# Mortgage? - Texas - Non Resident



## mr.t (Sep 21, 2012)

Hi

Has anyone one had any solid support from a lender in the US.

I have approached a few and they really can't be bothered with the extra effort involved... These include Bank of America (My bank), Wells Fargo and Bank of Texas.

I would really appreciate a response from someone who has successfully procured a home loan as a non resident alien

Many thanks
Mark


----------



## Davis1 (Feb 20, 2009)

Its hardly been possible since 2006


----------



## mr.t (Sep 21, 2012)

Thanks Davis thats positive.

I have two irons in the fire at the moment and will let people know how I get on.

[was just looking for dual redundancy on applications]


----------



## Bellthorpe (Jun 23, 2013)

My wife, at that time a non-resident alien, took a mortgage with Bank of America four years ago.


----------



## twostep (Apr 3, 2008)

mr.t said:


> Thanks Davis thats positive.
> 
> I have two irons in the fire at the moment and will let people know how I get on.
> 
> [was just looking for dual redundancy on applications]


Can you explain this for non UK/AU speaker please?


----------



## mr.t (Sep 21, 2012)

irons in the fire - May be used with a positive connotation, e.g. "have other irons in the fire" (other projects are available if this one fails), or with a negative connotation, e.g. "too many irons in the fire" (overwhelmed by having too many tasks)

Redundancy - the inclusion of extra components that are not strictly necessary to functioning, in case of failure in other components.


----------



## BBCWatcher (Dec 28, 2012)

"Irons in the fire" is also a perfectly fine expression in standard American English. The U.S. also had blacksmiths.


----------



## twostep (Apr 3, 2008)

mr.t said:


> irons in the fire - May be used with a positive connotation, e.g. "have other irons in the fire" (other projects are available if this one fails), or with a negative connotation, e.g. "too many irons in the fire" (overwhelmed by having too many tasks)
> 
> Redundancy - the inclusion of extra components that are not strictly necessary to functioning, in case of failure in other components.


Here lies part of your problem. Who in Texas is supposed to understand you.

Your easiest way will be going through a mortgage broker not a mortgage banker. Lack of US credit and employment history are your main issues.
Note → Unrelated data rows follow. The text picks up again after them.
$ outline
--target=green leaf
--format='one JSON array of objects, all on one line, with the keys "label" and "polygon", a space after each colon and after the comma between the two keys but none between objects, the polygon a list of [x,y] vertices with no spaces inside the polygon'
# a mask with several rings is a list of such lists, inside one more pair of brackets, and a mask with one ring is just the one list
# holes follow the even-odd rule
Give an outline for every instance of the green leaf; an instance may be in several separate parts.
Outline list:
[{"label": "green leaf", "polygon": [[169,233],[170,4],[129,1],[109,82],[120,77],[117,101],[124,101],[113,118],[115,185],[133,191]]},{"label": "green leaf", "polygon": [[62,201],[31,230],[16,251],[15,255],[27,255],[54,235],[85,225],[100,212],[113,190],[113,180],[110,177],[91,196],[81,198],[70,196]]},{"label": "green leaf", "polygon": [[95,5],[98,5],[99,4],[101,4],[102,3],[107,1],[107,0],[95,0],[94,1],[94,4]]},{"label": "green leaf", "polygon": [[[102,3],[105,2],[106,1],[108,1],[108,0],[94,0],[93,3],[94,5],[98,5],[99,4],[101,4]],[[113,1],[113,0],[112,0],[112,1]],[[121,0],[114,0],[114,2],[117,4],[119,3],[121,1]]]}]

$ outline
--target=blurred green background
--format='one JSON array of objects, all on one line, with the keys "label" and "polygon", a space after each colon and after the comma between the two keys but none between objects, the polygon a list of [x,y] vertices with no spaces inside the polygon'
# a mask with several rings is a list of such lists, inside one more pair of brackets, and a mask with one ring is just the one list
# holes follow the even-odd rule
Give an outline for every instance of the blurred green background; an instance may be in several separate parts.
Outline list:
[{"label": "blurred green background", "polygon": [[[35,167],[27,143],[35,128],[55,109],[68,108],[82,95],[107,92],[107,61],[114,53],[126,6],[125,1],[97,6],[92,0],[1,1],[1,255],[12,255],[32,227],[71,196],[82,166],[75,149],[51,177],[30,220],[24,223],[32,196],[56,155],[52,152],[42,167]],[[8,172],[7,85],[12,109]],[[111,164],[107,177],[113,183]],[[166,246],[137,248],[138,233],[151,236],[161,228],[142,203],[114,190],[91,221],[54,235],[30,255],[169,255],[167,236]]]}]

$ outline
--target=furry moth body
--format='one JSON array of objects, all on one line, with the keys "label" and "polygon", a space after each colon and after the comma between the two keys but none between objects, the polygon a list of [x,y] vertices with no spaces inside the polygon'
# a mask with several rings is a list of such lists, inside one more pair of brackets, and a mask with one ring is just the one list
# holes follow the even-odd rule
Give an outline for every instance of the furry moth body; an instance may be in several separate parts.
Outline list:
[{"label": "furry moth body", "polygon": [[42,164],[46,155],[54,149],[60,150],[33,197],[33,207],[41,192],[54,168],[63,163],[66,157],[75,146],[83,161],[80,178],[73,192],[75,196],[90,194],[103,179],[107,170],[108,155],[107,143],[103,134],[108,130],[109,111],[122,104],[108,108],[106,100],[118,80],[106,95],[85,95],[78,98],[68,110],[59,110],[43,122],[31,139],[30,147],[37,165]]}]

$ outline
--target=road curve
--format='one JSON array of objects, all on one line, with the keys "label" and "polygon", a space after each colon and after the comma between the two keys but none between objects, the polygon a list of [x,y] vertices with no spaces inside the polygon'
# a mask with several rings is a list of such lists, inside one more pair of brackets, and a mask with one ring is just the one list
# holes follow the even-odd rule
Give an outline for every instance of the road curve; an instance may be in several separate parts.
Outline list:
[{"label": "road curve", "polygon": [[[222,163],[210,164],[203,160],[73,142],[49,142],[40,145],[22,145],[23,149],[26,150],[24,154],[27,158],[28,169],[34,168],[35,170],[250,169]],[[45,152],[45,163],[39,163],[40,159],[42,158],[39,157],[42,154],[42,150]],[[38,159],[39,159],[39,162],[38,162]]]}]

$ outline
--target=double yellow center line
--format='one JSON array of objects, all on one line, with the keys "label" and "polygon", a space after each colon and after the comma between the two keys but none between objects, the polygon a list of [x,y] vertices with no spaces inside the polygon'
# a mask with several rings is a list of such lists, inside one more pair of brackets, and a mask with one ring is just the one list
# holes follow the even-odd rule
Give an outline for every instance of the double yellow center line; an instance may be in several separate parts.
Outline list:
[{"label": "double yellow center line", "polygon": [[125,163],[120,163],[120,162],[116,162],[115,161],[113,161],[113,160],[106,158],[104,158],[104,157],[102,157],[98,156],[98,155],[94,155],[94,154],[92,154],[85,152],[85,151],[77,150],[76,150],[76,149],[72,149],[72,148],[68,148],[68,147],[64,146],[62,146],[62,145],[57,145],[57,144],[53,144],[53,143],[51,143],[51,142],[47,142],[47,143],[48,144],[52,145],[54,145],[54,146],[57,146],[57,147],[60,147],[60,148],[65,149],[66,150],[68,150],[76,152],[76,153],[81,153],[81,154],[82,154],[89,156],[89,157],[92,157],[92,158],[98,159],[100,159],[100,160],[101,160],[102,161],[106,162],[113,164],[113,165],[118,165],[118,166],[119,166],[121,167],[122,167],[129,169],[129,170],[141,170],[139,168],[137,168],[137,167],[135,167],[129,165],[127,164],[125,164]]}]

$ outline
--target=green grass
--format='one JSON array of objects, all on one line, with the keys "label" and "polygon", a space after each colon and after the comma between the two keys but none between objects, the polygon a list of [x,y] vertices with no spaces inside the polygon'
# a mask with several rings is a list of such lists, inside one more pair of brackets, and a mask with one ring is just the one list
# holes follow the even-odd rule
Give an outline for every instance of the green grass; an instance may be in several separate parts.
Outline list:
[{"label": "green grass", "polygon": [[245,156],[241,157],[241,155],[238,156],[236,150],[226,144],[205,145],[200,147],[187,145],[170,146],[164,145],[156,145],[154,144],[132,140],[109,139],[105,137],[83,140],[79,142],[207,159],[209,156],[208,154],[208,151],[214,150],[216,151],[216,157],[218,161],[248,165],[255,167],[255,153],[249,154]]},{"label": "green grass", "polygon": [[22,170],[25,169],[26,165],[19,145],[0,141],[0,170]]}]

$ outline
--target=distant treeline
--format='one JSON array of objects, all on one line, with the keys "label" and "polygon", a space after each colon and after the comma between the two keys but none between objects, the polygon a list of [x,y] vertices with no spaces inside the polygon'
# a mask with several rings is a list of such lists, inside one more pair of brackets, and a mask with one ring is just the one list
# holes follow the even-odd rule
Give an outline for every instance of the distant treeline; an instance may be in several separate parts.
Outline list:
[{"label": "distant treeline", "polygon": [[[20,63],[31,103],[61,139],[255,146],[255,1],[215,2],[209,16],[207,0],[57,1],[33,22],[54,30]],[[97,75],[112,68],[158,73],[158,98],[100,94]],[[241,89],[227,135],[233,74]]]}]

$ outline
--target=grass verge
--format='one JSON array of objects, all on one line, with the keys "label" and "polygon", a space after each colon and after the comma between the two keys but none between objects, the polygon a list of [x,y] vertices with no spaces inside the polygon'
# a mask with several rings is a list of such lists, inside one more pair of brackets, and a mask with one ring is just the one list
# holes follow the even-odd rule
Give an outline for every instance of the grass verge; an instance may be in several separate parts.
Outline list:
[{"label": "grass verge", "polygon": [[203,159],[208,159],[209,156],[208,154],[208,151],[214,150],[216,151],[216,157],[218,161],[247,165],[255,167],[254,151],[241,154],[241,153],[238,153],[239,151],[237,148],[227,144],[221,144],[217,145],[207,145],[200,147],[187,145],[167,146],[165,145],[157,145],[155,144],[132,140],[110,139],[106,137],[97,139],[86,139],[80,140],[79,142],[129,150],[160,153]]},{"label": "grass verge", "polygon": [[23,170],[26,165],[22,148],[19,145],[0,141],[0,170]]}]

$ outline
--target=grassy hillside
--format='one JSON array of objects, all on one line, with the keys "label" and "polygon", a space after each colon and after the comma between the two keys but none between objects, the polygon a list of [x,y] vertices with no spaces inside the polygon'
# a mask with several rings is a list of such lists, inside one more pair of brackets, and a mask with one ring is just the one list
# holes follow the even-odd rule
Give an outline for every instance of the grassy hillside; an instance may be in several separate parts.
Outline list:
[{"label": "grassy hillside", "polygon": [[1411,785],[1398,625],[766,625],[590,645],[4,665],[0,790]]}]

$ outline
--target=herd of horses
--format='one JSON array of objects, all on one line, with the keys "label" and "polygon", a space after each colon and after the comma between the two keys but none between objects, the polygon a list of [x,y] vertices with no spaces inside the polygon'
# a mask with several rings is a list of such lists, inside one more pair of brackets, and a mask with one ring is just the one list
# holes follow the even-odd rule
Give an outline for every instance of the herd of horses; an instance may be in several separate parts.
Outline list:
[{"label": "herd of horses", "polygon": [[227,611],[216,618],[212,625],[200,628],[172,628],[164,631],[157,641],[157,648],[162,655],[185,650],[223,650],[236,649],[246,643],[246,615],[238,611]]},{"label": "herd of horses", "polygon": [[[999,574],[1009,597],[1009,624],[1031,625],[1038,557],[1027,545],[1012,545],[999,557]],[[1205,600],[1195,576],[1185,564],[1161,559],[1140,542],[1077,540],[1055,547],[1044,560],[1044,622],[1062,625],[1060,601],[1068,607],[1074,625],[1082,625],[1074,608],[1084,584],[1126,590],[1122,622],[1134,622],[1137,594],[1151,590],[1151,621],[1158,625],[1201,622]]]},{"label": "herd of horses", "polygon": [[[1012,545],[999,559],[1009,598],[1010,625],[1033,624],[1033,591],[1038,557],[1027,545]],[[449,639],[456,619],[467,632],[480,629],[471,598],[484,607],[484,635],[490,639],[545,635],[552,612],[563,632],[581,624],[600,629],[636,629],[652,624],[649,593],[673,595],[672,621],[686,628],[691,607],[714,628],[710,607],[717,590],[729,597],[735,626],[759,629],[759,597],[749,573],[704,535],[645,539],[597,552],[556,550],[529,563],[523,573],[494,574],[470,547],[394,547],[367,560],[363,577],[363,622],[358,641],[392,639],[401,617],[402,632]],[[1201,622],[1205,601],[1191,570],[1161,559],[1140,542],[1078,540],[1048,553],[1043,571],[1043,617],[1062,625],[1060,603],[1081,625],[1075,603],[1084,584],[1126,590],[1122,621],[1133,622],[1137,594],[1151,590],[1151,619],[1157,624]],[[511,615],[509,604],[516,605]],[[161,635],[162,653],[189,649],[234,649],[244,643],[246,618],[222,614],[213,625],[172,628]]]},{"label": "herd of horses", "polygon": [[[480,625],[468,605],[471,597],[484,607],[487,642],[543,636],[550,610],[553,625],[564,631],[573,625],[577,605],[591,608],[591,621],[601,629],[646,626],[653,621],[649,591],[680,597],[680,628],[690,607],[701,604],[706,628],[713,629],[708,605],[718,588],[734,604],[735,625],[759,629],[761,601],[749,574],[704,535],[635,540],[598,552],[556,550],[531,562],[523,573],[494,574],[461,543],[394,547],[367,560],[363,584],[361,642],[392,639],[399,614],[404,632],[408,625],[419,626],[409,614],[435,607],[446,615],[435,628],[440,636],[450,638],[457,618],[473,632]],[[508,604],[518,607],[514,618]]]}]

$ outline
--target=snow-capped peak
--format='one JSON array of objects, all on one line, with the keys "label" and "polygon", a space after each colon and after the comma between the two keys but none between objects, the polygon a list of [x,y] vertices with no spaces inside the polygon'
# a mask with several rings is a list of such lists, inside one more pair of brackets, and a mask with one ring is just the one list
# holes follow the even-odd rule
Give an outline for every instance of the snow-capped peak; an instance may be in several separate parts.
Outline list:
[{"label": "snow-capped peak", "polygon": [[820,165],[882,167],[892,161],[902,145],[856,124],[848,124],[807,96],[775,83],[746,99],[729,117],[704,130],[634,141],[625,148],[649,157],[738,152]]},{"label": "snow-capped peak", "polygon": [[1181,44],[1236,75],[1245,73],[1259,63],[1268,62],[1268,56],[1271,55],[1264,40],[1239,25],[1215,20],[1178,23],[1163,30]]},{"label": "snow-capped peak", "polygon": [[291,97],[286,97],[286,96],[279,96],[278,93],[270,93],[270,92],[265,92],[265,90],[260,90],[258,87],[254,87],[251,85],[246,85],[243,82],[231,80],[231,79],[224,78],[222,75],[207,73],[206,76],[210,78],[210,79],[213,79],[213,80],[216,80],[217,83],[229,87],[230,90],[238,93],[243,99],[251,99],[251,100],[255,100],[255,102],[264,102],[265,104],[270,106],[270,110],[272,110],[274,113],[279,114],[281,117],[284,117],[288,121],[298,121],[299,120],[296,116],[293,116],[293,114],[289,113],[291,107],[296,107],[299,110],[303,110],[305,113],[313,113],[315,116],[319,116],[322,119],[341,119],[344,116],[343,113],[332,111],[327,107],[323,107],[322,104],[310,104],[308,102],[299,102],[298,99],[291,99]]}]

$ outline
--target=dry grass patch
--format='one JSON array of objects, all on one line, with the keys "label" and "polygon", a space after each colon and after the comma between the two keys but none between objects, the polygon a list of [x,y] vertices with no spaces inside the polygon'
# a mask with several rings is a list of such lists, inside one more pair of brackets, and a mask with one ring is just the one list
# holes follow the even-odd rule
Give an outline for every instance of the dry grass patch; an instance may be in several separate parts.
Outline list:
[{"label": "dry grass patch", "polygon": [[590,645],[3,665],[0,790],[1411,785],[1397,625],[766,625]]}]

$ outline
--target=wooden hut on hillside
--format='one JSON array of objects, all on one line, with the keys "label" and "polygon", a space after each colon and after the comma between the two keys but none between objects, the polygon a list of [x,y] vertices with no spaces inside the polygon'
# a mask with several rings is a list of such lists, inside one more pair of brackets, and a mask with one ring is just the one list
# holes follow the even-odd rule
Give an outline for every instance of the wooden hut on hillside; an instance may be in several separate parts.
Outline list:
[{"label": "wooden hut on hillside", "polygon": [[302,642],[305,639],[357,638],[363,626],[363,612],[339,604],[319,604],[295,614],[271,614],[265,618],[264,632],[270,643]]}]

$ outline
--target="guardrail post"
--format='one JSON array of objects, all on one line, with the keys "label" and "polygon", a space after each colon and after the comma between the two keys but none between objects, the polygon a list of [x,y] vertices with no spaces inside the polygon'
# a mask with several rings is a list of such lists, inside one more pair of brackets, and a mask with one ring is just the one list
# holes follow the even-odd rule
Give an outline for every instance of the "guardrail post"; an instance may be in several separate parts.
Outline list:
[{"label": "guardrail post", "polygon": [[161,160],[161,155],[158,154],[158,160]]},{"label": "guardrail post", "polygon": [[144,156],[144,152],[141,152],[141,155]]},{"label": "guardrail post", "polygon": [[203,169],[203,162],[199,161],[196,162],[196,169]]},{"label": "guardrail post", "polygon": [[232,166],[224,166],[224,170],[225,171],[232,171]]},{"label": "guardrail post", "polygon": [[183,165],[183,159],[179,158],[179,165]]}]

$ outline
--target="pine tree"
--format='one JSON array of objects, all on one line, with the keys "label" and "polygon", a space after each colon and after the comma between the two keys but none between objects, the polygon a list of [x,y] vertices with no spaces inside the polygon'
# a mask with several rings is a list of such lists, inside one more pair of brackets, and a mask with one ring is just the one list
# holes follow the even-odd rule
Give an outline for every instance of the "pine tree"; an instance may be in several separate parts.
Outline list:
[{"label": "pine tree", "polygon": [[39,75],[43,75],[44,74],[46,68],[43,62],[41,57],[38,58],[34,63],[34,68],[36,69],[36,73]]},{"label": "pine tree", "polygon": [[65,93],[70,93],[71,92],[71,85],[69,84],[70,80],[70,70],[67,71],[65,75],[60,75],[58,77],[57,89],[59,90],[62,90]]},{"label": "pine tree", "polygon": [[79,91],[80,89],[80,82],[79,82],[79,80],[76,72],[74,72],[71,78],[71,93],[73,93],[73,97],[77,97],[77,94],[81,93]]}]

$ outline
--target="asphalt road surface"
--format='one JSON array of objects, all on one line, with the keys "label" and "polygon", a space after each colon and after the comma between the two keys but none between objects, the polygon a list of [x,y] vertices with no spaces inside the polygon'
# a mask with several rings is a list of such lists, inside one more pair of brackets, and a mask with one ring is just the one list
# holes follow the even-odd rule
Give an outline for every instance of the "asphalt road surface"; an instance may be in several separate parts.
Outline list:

LTV may be the other.


----------



## Bellthorpe (Jun 23, 2013)

twostep said:


> LTV may be the other.


Can you explain this for non US speaker please?


----------



## Davis1 (Feb 20, 2009)

Loan-to-value ratio - Wikipedia, the free encyclopedia


----------



## mr.t (Sep 21, 2012)

Well its been a while for this update, but we have been busy.

I notice the thread has been rationalized as one of the mods appeared to be disappearing up there own posterior (on a forum dedicated to help).

We got a mortgage with no US credit history, 20% loan to value and we have been in bliss for the last three months - $350k property.
There were two companies wishing to provide the mortgage and I actually had to let one down (they were really that keen to lend)

There was a lot of paperwork, and the underwriter wanted to see two years worth of mortgage payments in assets. (Cars, Savings, Pensions etc)
(Don't think I would still be in the country two years after loosing a job though!)

Any genuine people are quite welcome to PM me and I will pass on further details.

Thanks for the help (you know who you are)
Mark


----------



## twostep (Apr 3, 2008)

A) You may wNt to tone down a bit. 
B) Congratulations to the new home and everything that comes with it.


----------



## EuroBob (Feb 23, 2015)

twostep said:


> Can you explain this for non UK/AU speaker please?


Grin- It is funny that you thought this was slang from the UK/AU.
I always attributed this expression to the cattle ranchers of the U.S..
The "irons in the fire" are a reference to branding irons.
You need to have more than one branding iron in the fire so that you always have one hot enough to do the job.


----------